At pharmacy, they had not received prescription. They wouldn't phone, but gave me a number to phone.

This number had a whole minute of spiel about coronavirus, followed by four options, none of which was the out of hours GP. I tried reception: "Reception is now closed. Opening hours are 8:30am to 4:30pm. Please call back within these hours." This was at about noon. Was it because it was Saturday? Not stated that it was working days only.

Pharmacist gave me phone number of pharmacy and I went home for lunch. After lunch, phoned pharmacy. Still not received prescription. I phoned hospital again, same message. Tried again and selected "minor injuries unit" instead of reception, and MIU put me through (but didn't give me a phone number I could use).

After I had explained problem, I was phoned back with a prescription reference that I could, they said, take to any pharmacy. I phoned the pharmacy, but they said they couldn't process it because it had been sent to another branch of the chain.

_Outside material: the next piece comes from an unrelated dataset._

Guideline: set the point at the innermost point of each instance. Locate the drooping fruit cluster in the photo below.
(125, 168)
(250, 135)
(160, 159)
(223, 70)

Phoned hospital again. This time tried "NHS Treatment Centre". This option merely gave me another phone number that didn't go anywhere useful - their reception didn't even have an answering message. Phoned MIU again, who first tried to give me the same prescription reference again, then handed me over to a doctor, who sent a prescription to the pharmacy there and then. Phoned pharmacy. Received prescription, but the ointment was out of stock.

At this point I gave up, but a little later was phoned by the doctor who had examined me. I explained the problem again, mentioned that the ointment was out of stock, and queried this, because he had not offered to prescribe ointment.

Later still, doctor phoned me back. His colleague who had sent the second prescription had prescribed ointment by mistake. He had phoned the pharmacy, checked what medication they had in stock, and sent them the correct prescription. I just had time to go back into town and pick it up.

Conclusion:

Doctors: good and helpful, but a little slapdash (first wrong notes, then wrong prescription).

Phone system: Has no way I can find of phoning the out of hours GP service. (Web site also gives no contact details for this.)

Result: a whole day of frustrating telephoning just to get a prescription filled.